Using Interposition (Linker and Libraries Guide)

Linker and Libraries Guide

Using Interposition

The special handle RTLD_NEXT allows an application to locate the next symbol in a symbol scope. For example, if the application prog contained the following code fragment:

    if ((fptr = (int (*)())dlsym(RTLD_NEXT, "foo")) == NULL) {
        (void) printf("dlsym: %s\n", dlerror());
        exit (1);
    }
 
    return ((*fptr)());

then foo will be searched for in the shared objects associated with prog, in this case, /usr/lib/libdl.so.1 and then /usr/lib/libc.so.1. If this code fragment was contained in the file B.so.1 from the example shown in Figure 3-2, then foo will be searched for in the associated shared object C.so.1 only.

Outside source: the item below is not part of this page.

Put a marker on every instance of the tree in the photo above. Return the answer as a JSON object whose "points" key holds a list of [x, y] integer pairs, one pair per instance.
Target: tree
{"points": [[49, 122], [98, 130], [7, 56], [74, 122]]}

Using RTLD_NEXT provides a means to exploit symbol interposition. For example, an object function can be interposed upon by a preceding object, which can then augment the processing of the original function. If the following code fragment is placed in the shared object malloc.so.1:

#include    <sys/types.h>
#include    <dlfcn.h>
#include    <stdio.h>
 
void *
malloc(size_t size)
{
    static void * (* fptr)() = 0;
    char             buffer[50];
 
    if (fptr == 0) {
        fptr = (void * (*)())dlsym(RTLD_NEXT, "malloc");
        if (fptr == NULL) {
                (void) printf("dlopen: %s\n", dlerror());
                return (0);
        }
    }
 
    (void) sprintf(buffer, "malloc: %#x bytes\n", size);
    (void) write(1, buffer, strlen(buffer));
    return ((*fptr)(size));
}

Then by interposing this shared object between the system library /usr/lib/libc.so.1 where malloc(3C) usually resides, any calls to this function will be interposed on before the original function is called to complete the allocation:

$ cc -o malloc.so.1 -G -K pic malloc.c
$ cc -o prog file1.o file2.o ..... -R. malloc.so.1
$ prog
malloc: 0x32 bytes
malloc: 0x14 bytes
..........

Alternatively, this same interposition can be achieved by:

$ cc -o malloc.so.1 -G -K pic malloc.c
$ cc -o prog main.c
$ LD_PRELOAD=./malloc.so.1 prog
malloc: 0x32 bytes
malloc: 0x14 bytes
..........

Note -

Users of any interposition technique must be careful to handle any possibility of recursion. The previous example formats the diagnostic message using sprintf(3C), instead of using printf(3C) directly, to avoid any recursion caused by printf(3C)'s possible use of malloc(3C).

The use of RTLD_NEXT within a dynamic executable or preloaded object provides a predictable and useful interposition technique. However, care should be taken when using this technique in a generic object dependency, as the actual load order of objects is not always predictable (see "Dependency Ordering").